Oh, but there were terrible times in the storm. We had to tether all the bairns in the village thegether tae stop them fae getting blawn awa.  And I can still mind the sicht of Feel Moira hudding shut the doors tae the auld Toon Hall, single-handed, against a great wave of slurry washing doon the main (and indeed, only) street. Like King Canute she wis, had that ancient ruler of the Britons been up tae his kneecaps in sharn.

But on the plus side, it’s nae such a trachle to the village shoppie noo, syne it washed up 5 mile nearer my hoose. And the rain created a very pleasant new feature of the landscape in the shape of Loch Beldie, (formerly a pot hole on the B9001).

It’s a pity Wullie Kemp’s fairm ended up submerged, but on the other hand he was spikkin about getting a pucklie fish and it saved him the cost of the tank.
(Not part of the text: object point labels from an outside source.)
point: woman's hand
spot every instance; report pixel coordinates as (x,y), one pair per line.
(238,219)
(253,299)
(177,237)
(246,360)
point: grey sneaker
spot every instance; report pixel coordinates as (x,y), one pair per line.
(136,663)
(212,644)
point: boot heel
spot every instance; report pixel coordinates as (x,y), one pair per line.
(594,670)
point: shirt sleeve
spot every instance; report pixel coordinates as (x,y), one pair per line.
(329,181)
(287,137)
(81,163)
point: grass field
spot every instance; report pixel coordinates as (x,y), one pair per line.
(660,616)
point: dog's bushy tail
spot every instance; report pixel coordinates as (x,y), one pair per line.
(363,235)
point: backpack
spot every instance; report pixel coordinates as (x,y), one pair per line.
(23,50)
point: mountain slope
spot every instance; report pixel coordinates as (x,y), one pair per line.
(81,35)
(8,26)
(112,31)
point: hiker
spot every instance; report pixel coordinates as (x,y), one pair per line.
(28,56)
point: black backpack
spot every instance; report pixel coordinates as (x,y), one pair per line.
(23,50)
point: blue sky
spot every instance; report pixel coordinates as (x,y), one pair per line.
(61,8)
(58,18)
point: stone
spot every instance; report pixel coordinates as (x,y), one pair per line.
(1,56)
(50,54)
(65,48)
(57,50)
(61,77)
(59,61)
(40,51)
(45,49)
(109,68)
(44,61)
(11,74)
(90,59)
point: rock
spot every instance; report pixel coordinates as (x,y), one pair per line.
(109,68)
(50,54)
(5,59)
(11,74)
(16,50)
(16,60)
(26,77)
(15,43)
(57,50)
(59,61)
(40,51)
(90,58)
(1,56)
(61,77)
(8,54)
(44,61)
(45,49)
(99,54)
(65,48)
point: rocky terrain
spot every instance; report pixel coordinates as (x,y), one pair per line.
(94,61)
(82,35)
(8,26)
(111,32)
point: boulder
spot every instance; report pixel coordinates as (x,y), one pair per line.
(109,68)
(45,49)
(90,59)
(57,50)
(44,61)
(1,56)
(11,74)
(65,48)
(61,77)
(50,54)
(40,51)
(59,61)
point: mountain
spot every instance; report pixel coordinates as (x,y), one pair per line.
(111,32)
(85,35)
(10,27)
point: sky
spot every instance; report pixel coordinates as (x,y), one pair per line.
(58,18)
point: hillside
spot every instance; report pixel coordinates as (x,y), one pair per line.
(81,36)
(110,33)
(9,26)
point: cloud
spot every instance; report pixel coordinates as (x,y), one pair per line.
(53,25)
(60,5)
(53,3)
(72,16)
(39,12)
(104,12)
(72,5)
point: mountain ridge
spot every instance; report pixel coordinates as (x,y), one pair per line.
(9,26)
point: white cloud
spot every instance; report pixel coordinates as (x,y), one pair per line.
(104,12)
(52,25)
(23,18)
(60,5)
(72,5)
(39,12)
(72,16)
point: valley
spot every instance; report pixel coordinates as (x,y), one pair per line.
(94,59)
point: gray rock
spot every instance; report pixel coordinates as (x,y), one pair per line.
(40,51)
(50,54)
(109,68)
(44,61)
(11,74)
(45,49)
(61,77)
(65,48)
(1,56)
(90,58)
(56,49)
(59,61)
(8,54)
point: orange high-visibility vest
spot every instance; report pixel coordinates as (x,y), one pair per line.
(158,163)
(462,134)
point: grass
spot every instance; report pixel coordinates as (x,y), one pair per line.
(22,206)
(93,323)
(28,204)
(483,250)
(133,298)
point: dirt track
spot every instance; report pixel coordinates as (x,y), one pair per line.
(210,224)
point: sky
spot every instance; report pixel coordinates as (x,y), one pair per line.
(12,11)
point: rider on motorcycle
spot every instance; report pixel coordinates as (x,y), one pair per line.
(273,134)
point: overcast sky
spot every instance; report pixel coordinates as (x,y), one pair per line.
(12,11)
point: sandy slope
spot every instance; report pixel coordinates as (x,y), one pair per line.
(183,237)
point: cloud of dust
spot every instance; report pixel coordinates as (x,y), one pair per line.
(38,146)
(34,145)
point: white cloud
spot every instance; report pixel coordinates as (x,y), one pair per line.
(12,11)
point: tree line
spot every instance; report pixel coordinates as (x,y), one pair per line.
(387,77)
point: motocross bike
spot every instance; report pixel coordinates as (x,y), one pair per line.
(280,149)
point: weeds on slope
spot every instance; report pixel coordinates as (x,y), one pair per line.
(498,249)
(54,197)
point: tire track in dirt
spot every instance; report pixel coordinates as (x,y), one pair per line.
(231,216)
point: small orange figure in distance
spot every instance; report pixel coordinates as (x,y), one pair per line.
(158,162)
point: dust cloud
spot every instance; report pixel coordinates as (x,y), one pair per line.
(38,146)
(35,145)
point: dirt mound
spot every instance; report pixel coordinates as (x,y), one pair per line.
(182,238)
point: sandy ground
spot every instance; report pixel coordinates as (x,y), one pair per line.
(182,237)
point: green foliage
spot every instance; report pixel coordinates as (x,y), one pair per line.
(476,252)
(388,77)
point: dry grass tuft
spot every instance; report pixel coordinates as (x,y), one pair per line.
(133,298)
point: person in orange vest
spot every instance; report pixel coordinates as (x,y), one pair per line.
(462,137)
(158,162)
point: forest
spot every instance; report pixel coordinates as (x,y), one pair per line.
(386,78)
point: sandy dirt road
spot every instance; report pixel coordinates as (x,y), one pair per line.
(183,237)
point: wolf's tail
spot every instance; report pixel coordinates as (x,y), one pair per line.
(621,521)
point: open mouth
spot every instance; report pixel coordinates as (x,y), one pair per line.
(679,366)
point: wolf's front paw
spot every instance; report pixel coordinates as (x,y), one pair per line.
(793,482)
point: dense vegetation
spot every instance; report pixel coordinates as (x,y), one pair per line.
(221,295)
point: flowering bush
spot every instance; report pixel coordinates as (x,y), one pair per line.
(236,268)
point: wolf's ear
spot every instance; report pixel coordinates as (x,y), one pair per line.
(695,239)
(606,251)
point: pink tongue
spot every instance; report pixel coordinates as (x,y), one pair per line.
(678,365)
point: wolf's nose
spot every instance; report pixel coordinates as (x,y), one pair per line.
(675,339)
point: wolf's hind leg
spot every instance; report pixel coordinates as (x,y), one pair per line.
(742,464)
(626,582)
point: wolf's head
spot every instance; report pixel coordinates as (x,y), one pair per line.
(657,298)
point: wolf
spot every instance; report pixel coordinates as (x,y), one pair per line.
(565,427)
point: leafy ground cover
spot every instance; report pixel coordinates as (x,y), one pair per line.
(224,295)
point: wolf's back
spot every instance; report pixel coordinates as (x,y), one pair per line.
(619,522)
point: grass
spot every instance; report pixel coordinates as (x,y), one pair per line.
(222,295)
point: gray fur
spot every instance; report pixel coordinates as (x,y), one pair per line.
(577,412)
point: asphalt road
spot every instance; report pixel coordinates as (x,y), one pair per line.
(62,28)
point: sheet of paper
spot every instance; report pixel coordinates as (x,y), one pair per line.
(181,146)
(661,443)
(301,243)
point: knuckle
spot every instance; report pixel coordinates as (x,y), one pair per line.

Jist three month later, efter the hairst, he wis able tae to afford a snorkel and oxygen tank, fit wis a real boon. Until then he’d hid tae surface every twa minties for air. But that’s the Meikle Wartle wye. Fitiver the world throws at us, we meet it with a cheery smile, a calm stoicism and a near-suicidal bloody-mindedness. Cheerio!


 Once again, as MSP for Aberdeenshire North and Surrounding Nether Regions, I find myself required to apologise unreservedly for the consternation caused by something I have posted on Twitter. Having been invited to the opening day of Donald J. Trump’s fantastic new golf course at Menie I am afraid that, from the 19th hole after one too many Bombay Sapphires, I appear to have tweeted the following:

“New set of clubs, £890. Slacks, windcheater and baseball cap, £450. Over-ruling Aberdeenshire Council to get a stonking golf course on my doorstep and a lifetime membership thrown in? Priceless”.

Now, I know what you are all thinking – “he got those clubs for a snip, the cheap-skate”. You probably assume I bought them off eBay, sold by a chap called Shuggie in East Kilbride, on the clear but unspoken understanding that they’d fallen off the back of a golf-cart. But no, let me set the record straight right here. My elder brother Blair is a lifetime member of Muirfield and doesn’t need his clubs anymore. He hasn’t played the great game since he took out Loose-cheek Littleton’s right-eye with a Sand-Wedge in abunker on the 17th.

My innocent and clearly jocular tweet has been blown up out of all proportion. Any suggestion that there is a link between my influence over the Scottish Government vote on Trump’s planning application and either my recent fact-finding mission to New York and Las Vegas or my recently awarded life-time membership at Trump International have been grossly exaggerated. Yes, I petitioned hard for Alex “Sandy” Salmond to look again at the application and put the thing through on the nod but what’s wrong with that? I was simply acting in the best interests of my country, my constituency and my handicap.

Anyhoo, what a wheeze rubbing shoulders with all the proper golfers at Trump International last week! Monty, Pauly Lawrie, Lairdy (no idea who he is). Of course, Sandy Salmond was noticeable by his absence – probably down to his spat with the Trumpster on wind turbines. Nasty business really. Can’t see why Donald J. doesn’t actually get behind the wind farm himself and invest in it as his own business venture. There are obvious advertising slogans he could run – “Trump International Turbines – putting the Wind into Trump”. There you go Donny, you can have that one on me. Cheers!